And then there was his predecessor, the ever entertaining Donald Trump, who holds the distinction of being the only president to date to run a budget deficit of over $3 trillion.
The man who pledged to “drain the swamp” of government corruption also had no problem allowing his son-in-law’s hedge fund to receive a $2 billion bribe… ahem… “investment”… from the Saudi Arabian government.
I guess that swamp draining will have to wait for his second term, which, I can only assume, will include a third or fourth impeachment. If at first you don’t succeed…
Next, cheers to Barack Obama,who gave us the Affordable Care Act. Far from making healthcare more affordable, that little gem somehow doubled the cost of individual health insurance plans and, against all odds, made a horrendous health system even worse.
In pursuing Saudi-born terrorists hiding in Afghanistan, George W. Bush appeared to take a wrong turn and invaded Iraq. Maybe he was holding the map upside down?
The good news is that we won that war, only to eventually hand control of the government over to our archenemy Iran via their Shia proxy in Iraq.
Just brilliant!
Bill Clinton actually ran budget surpluses for a few years, chipping away ever so slightly at the national debt.
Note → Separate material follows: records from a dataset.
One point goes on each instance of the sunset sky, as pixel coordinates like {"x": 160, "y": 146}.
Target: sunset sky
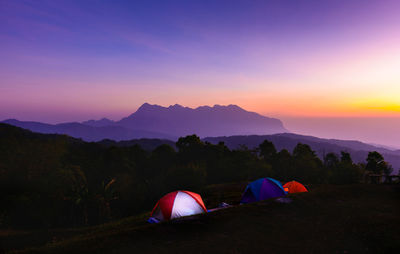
{"x": 295, "y": 60}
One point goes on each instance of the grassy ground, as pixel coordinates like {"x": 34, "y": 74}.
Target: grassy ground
{"x": 328, "y": 219}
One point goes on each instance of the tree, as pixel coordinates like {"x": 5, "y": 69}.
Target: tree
{"x": 331, "y": 160}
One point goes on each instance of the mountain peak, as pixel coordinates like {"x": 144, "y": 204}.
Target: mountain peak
{"x": 176, "y": 106}
{"x": 218, "y": 120}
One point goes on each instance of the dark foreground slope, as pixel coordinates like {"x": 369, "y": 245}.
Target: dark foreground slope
{"x": 329, "y": 219}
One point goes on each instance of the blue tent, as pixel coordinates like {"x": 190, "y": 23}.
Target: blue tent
{"x": 261, "y": 189}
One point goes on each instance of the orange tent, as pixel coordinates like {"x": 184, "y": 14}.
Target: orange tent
{"x": 293, "y": 187}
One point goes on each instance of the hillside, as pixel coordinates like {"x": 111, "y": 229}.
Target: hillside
{"x": 328, "y": 219}
{"x": 153, "y": 121}
{"x": 357, "y": 149}
{"x": 203, "y": 121}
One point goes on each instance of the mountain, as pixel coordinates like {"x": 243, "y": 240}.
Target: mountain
{"x": 153, "y": 121}
{"x": 203, "y": 121}
{"x": 358, "y": 150}
{"x": 88, "y": 133}
{"x": 99, "y": 123}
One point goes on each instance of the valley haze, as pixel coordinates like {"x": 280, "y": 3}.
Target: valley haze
{"x": 230, "y": 124}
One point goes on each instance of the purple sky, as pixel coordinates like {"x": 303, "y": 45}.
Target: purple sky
{"x": 78, "y": 60}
I’ll resist the urge to roast him over the meaning of “is” because, however small the baby steps might have been, we at least approached something resembling fiscal responsibility for a brief time under his… er… leadership.
Of course, it’s not just recent presidents who have a knack for really making a mess of things…
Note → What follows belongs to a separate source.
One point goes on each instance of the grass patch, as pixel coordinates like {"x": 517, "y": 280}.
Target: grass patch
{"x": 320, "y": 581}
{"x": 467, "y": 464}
Over the loud protestations of virtually every living economist of note, our wise friend Herbert Hoover signed the Smoot–Hawley Tariff Act. The resulting collapse in global trade caused an already rocky U.S. economy to slide into the Great Depression of the 1930s.
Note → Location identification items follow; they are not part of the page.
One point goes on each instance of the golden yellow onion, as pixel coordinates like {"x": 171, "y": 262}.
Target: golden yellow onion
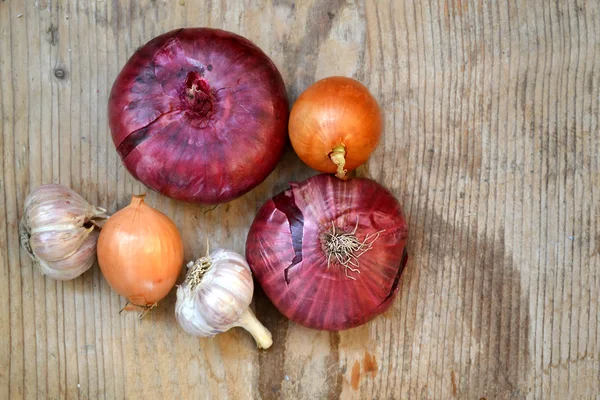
{"x": 140, "y": 253}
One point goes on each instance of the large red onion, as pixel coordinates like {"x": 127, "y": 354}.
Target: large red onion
{"x": 199, "y": 115}
{"x": 292, "y": 237}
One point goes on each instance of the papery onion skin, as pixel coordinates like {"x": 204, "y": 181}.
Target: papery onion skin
{"x": 199, "y": 115}
{"x": 335, "y": 111}
{"x": 140, "y": 253}
{"x": 285, "y": 253}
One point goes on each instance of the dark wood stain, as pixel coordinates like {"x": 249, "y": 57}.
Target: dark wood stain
{"x": 370, "y": 364}
{"x": 355, "y": 377}
{"x": 271, "y": 362}
{"x": 453, "y": 381}
{"x": 335, "y": 375}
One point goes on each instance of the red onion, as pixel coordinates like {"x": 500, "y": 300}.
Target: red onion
{"x": 199, "y": 115}
{"x": 329, "y": 253}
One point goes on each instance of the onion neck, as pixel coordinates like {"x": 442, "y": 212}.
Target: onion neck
{"x": 261, "y": 335}
{"x": 137, "y": 200}
{"x": 197, "y": 94}
{"x": 338, "y": 157}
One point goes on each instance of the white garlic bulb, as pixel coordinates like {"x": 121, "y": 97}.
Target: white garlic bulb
{"x": 216, "y": 296}
{"x": 58, "y": 231}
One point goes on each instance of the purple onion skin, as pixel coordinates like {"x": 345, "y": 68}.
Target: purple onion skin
{"x": 209, "y": 145}
{"x": 286, "y": 256}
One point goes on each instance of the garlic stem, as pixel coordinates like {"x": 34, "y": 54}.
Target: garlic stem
{"x": 249, "y": 322}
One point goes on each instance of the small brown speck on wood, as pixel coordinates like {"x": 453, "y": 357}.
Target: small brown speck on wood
{"x": 490, "y": 143}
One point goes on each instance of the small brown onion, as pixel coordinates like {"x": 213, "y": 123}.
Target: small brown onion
{"x": 140, "y": 252}
{"x": 335, "y": 125}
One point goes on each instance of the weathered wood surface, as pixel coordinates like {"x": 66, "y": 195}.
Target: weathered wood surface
{"x": 491, "y": 144}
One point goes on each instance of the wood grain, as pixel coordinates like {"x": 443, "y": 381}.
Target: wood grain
{"x": 491, "y": 144}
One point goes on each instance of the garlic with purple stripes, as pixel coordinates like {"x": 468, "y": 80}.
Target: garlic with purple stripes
{"x": 216, "y": 296}
{"x": 59, "y": 230}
Lyndon B. Johnson was a real class act. When asked by reporters why the United States was at war in Vietnam, he unzipped his pants, grabbed his manhood, and replied “This is why!”
And let’s not forget our favorite – Richard Nixon. Tricky Dick was forced to resign to avoid impeachment over his use of government agents to spy on political enemies, forever making “Watergate” synonymous with scandal.
Come to think of it, maybe we should change Presidents’ Day in its current form to a new federal holiday honoring President William Henry Harrison. He was only in office for 31 days before dropping dead, so he didn’t really have time to screw anything up too badly.
Or better yet, why don’t we scrap Presidents’ Day altogether and replace it with Entrepreneurs’ Day?
It seems a little counterintuitive to take a day off work to honor workaholic business founders, but I’d prefer to honor risk takers with skin in the game than political grifters with grand ambitions to spend other people’s money getting other people’s sons and daughters killed in other people’s countries.
Hey, a day off work is a day off work.
Enjoy this Presidents’ Day with your families and raise a beer while you remember what exactly it is we work for. We’ll be back in the office on Tuesday.
To life, liberty, and the pursuit of wealth.